Dessa forma, o Conselho (Estados) adotou uma decisão que revoga a suspensão do acordo, uma decisão tomada em 2011 e prorrogada em 2012 em resposta às “graves violações” dos direitos humanos pelo então governo sírio e que eliminava restrições quantitativas às importações de certos produtos da Síria, como petróleo, derivados de petróleo, ouro, metais preciosos e diamantes.

A Comissão Europeia propôs, em abril, reativar plenamente o acordo de cooperação entre a União Europeia e a Síria, em um passo para retomar o quadro de relações econômicas e comerciais com o governo de transição de Al Shara, e após a União já ter acordado, em maio de 2025, o levantamento de todas as sanções econômicas contra a Síria.
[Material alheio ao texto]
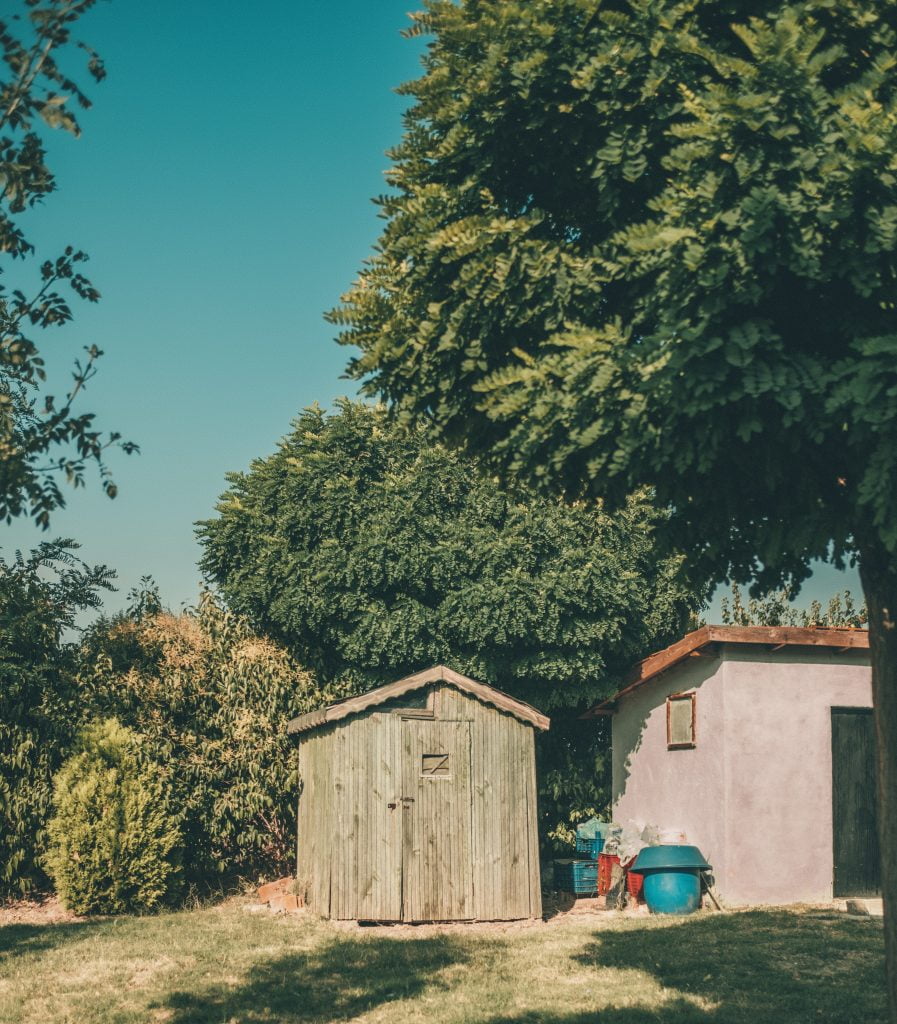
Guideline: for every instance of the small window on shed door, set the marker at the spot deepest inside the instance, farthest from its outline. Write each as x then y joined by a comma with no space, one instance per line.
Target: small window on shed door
434,766
680,721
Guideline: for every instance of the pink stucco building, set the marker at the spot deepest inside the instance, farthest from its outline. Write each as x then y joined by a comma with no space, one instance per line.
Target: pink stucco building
758,742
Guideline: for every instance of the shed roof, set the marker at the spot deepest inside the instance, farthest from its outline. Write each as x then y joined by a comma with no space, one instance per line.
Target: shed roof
439,673
773,637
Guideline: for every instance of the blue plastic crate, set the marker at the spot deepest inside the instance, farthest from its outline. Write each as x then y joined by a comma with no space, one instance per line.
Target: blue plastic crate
590,847
579,877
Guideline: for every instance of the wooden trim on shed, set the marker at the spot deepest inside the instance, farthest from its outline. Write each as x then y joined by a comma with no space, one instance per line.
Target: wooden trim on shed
774,637
439,673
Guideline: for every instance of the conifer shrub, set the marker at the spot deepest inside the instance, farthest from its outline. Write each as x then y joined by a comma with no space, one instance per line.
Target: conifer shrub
115,838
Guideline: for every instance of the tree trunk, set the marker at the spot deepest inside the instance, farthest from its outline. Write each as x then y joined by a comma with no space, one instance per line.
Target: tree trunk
879,576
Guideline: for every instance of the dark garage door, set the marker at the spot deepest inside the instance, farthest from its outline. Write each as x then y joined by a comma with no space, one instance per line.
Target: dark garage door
857,864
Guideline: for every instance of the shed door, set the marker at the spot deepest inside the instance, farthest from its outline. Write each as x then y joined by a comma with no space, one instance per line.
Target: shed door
857,863
437,878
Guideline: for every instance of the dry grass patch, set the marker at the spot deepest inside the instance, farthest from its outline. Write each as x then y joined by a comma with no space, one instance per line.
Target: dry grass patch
221,965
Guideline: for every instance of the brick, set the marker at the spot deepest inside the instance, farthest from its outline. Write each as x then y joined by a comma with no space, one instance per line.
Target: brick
284,903
271,889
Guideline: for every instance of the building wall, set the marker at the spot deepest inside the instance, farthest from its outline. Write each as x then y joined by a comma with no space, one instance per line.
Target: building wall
756,793
683,788
778,726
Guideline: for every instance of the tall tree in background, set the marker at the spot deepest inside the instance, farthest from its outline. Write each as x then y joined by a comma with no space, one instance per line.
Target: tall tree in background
40,598
651,242
372,553
42,439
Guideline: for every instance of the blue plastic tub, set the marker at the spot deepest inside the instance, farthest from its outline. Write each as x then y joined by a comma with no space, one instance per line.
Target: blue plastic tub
672,878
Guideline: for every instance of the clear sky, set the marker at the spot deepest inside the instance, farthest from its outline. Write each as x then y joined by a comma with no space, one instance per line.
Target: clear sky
222,187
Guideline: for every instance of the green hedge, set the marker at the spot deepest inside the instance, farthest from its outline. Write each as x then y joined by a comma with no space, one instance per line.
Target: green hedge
115,836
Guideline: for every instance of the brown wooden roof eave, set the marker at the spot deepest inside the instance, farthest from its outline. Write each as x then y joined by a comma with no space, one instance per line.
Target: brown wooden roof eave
777,636
439,673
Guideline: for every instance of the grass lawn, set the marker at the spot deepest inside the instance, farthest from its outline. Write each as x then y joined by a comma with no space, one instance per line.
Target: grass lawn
223,965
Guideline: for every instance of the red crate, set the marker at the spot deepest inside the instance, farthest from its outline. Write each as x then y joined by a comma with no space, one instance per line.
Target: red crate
634,883
605,871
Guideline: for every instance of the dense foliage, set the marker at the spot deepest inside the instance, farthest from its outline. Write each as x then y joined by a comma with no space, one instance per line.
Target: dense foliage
372,553
42,439
115,840
210,699
40,597
654,243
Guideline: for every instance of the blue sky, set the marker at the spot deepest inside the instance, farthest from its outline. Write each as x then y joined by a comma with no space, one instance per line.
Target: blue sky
222,187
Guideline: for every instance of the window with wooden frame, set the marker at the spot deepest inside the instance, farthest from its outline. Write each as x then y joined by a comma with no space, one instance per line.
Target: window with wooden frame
680,721
435,766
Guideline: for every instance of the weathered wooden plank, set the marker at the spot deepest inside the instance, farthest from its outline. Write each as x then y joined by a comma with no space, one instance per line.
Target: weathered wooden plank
353,706
534,871
437,834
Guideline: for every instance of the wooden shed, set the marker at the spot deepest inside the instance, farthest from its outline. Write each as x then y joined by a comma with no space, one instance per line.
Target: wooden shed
418,803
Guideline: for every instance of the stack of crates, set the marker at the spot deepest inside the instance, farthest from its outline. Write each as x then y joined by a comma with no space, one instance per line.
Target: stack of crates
580,875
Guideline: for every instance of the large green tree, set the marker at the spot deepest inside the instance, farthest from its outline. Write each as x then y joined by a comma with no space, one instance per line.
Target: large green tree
654,242
44,439
373,553
41,596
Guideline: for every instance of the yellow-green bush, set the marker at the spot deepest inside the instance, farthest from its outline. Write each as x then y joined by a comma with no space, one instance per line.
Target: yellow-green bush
115,836
212,699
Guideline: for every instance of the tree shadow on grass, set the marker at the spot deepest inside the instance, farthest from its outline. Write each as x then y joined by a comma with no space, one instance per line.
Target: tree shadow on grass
754,968
17,940
339,980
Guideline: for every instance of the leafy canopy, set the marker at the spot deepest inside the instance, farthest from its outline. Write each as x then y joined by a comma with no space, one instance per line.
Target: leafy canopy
42,439
211,699
40,598
654,242
372,553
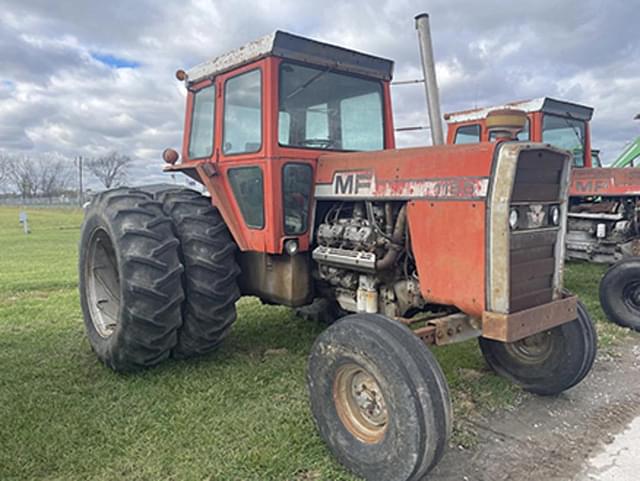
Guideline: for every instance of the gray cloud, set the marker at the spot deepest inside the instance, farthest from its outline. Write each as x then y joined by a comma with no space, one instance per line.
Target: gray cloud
55,97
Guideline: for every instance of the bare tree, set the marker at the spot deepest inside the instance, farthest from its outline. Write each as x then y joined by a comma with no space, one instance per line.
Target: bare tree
53,175
30,177
110,169
22,175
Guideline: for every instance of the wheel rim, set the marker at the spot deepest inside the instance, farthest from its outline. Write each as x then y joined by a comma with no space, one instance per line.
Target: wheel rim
360,403
533,349
102,283
631,296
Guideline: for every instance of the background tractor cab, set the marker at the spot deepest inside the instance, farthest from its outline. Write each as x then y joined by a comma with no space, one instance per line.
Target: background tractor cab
556,122
603,222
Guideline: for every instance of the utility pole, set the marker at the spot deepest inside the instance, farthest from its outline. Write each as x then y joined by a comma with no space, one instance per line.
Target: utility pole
80,193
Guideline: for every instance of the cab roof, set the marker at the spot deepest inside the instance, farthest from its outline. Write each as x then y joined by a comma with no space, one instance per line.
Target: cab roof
293,47
541,104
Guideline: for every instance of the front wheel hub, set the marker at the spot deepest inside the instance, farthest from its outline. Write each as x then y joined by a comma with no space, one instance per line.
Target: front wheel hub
360,403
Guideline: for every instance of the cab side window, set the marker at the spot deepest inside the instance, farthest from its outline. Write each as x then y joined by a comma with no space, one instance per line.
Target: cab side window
467,134
242,114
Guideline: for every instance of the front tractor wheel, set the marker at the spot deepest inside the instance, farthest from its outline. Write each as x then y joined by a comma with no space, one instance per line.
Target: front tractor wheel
620,293
130,280
549,362
379,398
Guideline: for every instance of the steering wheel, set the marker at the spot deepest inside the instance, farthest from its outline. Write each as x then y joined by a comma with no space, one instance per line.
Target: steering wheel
320,143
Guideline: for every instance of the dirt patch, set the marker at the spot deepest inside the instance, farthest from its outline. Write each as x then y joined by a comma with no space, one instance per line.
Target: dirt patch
551,438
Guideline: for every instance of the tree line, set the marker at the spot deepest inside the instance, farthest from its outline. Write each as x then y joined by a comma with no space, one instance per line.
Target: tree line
51,176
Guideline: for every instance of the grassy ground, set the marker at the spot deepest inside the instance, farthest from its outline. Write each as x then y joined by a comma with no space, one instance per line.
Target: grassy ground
240,414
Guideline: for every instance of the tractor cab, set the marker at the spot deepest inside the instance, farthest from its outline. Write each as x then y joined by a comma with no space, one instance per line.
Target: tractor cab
257,120
261,115
556,122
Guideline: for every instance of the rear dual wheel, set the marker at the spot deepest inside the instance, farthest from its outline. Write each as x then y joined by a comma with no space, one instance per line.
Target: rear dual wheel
549,362
130,280
620,293
157,276
379,398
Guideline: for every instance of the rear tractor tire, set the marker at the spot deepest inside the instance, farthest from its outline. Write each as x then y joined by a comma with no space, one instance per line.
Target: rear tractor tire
207,251
130,280
549,362
379,398
620,293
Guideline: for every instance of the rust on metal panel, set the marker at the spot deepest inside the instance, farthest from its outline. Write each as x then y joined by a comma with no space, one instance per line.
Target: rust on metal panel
498,248
427,334
454,328
513,327
279,279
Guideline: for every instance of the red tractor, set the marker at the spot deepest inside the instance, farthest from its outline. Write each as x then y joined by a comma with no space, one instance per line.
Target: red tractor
603,221
293,140
603,224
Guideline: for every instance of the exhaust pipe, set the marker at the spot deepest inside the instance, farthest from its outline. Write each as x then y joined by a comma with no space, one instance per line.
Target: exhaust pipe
430,82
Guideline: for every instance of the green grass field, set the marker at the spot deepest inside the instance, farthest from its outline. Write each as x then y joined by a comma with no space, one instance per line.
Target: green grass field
239,414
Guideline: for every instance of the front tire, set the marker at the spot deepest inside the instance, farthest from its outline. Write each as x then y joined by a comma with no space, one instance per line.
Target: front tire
130,280
379,398
620,293
549,362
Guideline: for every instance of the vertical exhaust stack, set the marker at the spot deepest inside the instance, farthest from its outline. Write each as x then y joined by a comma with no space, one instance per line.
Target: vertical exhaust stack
430,82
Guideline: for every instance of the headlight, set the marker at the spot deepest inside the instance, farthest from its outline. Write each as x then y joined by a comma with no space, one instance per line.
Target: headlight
554,215
513,218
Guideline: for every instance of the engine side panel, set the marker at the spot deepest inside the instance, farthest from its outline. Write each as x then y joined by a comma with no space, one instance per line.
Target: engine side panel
451,254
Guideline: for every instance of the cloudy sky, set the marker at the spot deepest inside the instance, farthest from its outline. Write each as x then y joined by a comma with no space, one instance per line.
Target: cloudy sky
85,77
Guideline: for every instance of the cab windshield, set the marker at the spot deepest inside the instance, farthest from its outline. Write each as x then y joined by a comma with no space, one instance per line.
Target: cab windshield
565,133
323,109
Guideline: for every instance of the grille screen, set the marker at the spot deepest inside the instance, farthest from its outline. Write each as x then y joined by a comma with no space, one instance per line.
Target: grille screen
532,251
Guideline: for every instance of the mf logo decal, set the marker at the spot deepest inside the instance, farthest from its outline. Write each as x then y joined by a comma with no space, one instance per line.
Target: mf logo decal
363,184
353,184
591,186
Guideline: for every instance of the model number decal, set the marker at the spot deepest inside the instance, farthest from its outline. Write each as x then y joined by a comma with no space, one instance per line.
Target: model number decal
355,184
457,188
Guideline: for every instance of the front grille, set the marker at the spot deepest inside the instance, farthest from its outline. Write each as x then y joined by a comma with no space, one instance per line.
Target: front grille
532,251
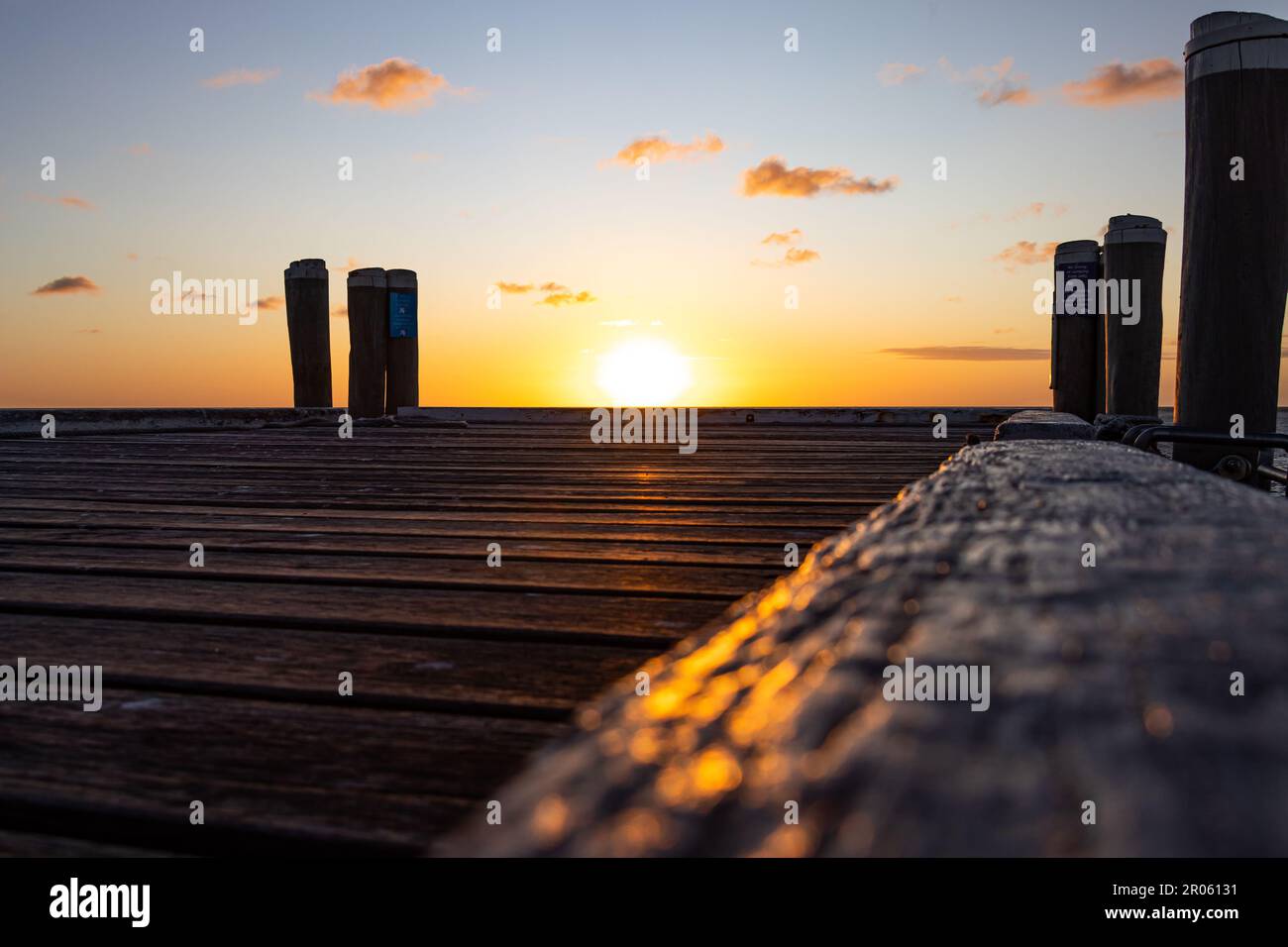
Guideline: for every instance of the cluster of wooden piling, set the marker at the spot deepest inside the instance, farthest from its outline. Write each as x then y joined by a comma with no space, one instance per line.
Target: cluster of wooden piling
384,359
1106,360
1234,268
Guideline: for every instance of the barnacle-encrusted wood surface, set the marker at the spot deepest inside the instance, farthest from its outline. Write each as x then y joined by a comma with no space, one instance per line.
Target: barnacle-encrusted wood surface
1108,684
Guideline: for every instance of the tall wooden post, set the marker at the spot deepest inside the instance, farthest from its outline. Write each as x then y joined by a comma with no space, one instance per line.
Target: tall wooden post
1074,368
1133,342
368,342
402,388
1234,265
308,326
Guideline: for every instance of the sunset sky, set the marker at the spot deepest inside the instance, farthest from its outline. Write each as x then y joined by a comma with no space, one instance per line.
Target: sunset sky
514,169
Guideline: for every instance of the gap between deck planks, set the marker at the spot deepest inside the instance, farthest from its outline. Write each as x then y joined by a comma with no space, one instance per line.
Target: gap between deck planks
369,557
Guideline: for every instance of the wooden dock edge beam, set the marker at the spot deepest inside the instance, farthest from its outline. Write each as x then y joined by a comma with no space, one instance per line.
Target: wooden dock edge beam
1111,684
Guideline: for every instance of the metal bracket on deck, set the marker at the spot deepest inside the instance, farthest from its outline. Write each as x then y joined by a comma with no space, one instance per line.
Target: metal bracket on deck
1233,467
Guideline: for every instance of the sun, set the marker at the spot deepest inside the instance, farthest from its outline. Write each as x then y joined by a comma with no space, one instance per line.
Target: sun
643,372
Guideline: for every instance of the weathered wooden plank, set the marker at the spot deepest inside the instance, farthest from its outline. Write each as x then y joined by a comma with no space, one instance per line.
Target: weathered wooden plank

Após a aprovação dos Estados-Membros, o Executivo comunitário deverá agora notificar as autoridades sírias sobre o término da suspensão parcial, e a decisão entrará em vigor a partir do primeiro dia do primeiro mês seguinte a tal notificação a Damasco.

O acordo, em vigor desde 1978, constitui o quadro de cooperação entre ambas as partes em áreas como o desenvolvimento econômico e social e as relações comerciais, e inclui a eliminação de tarifas para a maioria dos produtos industriais sírios exportados para a UE, bem como a supressão de restrições quantitativas no comércio bilateral.

A UE APOSTA NA RECONSTRUÇÃO DA SÍRIA

Além do levantamento dessas sanções, que ocorre no dia em que se realiza em Bruxelas um diálogo de alto nível sobre a Síria centrado na estabilidade regional e no retorno dos refugiados, a Comissão Europeia comprometeu-se a coordenar e harmonizar “todos os esforços internacionais” em matéria de ajuda, reconstrução e desenvolvimento da Síria.

Isso ocorreu no Fórum de Coordenação da Aliança para a Síria, onde a comissária para o Mediterrâneo, Dubravka Suica, comemorou um “ponto de inflexão” entre a União e a Síria, depois de “por mais de uma década” o bloco comunitário ter apoiado “firmemente” o povo sírio, fornecendo mais de 41 bilhões de euros em assistência vital.

“Agora, é hora de passar da crise para a recuperação e a reconstrução socioeconômica. Este compromisso visa reconstruir a confiança, promover a resiliência e colocar as aspirações do povo sírio no centro do futuro de seu país”, indicou a comissária durante uma coletiva de imprensa ao lado do ministro sírio das Relações Exteriores e dos Expatriados, Asaad al Shaibani.

Especificamente, Suica anunciou que a União está trabalhando na criação de um Centro de Assistência Técnica, que contará com um financiamento de 15 milhões de euros, para fortalecer as capacidades das instituições sírias.

O centro servirá como “ponto de acesso” para que as autoridades sírias obtenham assistência técnica da UE e de seus parceiros, com o objetivo de fortalecer as instituições públicas da Síria, impulsionar uma “recuperação socioeconômica sustentável” e melhorar a prestação de serviços públicos.

Além disso, Bruxelas e Damasco concordaram em continuar explorando formas de impulsionar o crescimento do setor privado, fortalecer o ambiente empresarial e melhorar o acesso ao financiamento, todos eles “passos fundamentais” para promover o investimento e o comércio sustentáveis.

Por fim, Suica anunciou uma contribuição da União de 14 milhões de euros para a reabilitação do hospital Al-Rastan em Homs, a terceira cidade mais populosa do país, e destacou que o bloco comunitário já está trabalhando para conceder um “financiamento adicional” de 280 milhões de euros à Síria para 2026 e 2027.